石原さとみ主演『高嶺の花』で大役に挑む、俳優・峯田和伸の武器を探る
ではなぜ、峯田がここまで作品に欲されるのか。それは彼の佇まい、表情から醸し出される“説得力”だろう。これまで演じてきたキャラクターがしばしば「峯田以外にはできない」と語られてきた所以もそこにある。演技よりも本質的な部分でキャラクターとリンクする、それが彼の武器だ。『高嶺の花』で演じる直人は、30代後半になり、ももに会うまで女性経験はなし、商店街で自転車店を営みながら細々と生きているような男だ。それを峯田はわずかな目線の動かし方やちょっとした仕草の中にも表現できてしまう。

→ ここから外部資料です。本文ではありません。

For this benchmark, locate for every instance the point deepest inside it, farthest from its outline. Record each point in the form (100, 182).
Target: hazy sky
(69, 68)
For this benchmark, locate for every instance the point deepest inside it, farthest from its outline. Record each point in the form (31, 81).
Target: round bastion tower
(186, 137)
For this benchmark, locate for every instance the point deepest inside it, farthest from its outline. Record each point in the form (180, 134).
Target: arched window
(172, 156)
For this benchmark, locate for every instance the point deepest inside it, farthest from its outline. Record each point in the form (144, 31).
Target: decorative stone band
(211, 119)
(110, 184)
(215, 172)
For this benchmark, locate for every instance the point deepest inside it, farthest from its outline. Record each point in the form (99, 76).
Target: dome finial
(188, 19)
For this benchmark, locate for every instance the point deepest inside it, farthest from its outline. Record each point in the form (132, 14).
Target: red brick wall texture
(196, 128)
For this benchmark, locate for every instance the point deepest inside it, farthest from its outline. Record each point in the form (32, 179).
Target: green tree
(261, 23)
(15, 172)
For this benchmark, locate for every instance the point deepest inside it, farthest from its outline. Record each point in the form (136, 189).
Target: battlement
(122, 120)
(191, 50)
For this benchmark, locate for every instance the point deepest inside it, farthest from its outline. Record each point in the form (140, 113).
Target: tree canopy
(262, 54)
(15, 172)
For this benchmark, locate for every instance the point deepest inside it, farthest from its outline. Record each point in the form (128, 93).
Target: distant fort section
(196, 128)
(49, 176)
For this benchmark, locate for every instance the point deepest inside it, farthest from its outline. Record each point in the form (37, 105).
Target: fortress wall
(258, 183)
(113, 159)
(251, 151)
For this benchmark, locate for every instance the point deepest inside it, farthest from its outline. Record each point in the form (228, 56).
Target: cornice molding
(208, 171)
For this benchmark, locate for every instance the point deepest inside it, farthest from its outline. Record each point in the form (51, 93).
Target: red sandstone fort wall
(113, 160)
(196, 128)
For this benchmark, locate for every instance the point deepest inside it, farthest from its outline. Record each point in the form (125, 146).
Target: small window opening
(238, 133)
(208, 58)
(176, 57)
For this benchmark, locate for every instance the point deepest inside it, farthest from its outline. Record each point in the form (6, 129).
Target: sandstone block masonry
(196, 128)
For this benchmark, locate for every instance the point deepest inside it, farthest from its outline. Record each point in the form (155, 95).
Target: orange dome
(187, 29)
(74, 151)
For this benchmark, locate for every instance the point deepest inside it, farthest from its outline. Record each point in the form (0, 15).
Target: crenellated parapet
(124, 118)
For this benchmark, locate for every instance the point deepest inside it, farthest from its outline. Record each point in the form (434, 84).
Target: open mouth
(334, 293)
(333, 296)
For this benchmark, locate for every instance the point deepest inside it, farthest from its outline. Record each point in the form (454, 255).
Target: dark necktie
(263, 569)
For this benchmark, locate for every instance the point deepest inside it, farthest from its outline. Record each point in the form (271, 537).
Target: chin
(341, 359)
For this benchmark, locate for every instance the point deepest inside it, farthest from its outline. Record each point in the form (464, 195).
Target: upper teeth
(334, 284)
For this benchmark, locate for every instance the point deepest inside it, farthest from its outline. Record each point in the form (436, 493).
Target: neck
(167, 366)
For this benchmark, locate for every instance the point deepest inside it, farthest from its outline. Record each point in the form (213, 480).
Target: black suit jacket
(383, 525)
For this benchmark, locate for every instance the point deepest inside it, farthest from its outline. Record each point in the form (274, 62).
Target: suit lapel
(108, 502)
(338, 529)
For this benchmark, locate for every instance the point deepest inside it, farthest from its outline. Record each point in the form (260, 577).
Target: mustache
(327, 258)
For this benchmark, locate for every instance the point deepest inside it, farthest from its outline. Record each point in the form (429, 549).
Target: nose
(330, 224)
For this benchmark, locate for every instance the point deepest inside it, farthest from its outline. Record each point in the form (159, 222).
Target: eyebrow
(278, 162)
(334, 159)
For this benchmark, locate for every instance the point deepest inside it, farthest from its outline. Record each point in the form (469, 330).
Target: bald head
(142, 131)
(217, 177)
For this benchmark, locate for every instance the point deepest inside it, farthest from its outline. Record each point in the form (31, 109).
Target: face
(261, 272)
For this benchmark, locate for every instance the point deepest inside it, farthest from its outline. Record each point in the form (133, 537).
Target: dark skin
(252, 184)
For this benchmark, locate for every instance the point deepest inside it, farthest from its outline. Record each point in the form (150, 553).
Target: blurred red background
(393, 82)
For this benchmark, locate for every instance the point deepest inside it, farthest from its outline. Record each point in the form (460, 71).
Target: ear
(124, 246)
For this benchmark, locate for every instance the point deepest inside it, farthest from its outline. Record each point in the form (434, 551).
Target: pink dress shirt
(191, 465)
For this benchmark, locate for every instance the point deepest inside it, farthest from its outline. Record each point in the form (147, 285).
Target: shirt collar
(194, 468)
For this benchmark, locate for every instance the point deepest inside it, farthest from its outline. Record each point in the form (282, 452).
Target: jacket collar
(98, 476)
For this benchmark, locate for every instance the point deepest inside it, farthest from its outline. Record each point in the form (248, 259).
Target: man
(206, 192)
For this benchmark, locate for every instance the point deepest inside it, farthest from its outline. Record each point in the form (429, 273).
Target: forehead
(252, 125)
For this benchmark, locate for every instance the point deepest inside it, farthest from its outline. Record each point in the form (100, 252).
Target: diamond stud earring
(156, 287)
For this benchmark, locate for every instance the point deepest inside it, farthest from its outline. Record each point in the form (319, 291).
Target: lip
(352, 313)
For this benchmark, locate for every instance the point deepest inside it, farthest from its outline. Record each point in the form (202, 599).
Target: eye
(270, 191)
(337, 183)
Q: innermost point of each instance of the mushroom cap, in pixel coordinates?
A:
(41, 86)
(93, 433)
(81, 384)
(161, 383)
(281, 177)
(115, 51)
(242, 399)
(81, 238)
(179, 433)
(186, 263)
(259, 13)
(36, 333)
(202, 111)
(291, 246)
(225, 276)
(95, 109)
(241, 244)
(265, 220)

セリフや演技はもはや添え物。話していなくても動いていなくても、その場にいるだけで直人とはこういう人物なのだろうという説得力がすごい。決して「役者然」という演技ではないし、上手いかというと正直わからない。でも、彼にしかできない役があるというのは、それだけの魅力があるということだし、本作でもまさにそこが決め手となっている。直人は峯田だからこそ意味がある。“高嶺の花”に手を伸ばす、健気でいじらしい男を出現させるには、峯田が必要だったのだ。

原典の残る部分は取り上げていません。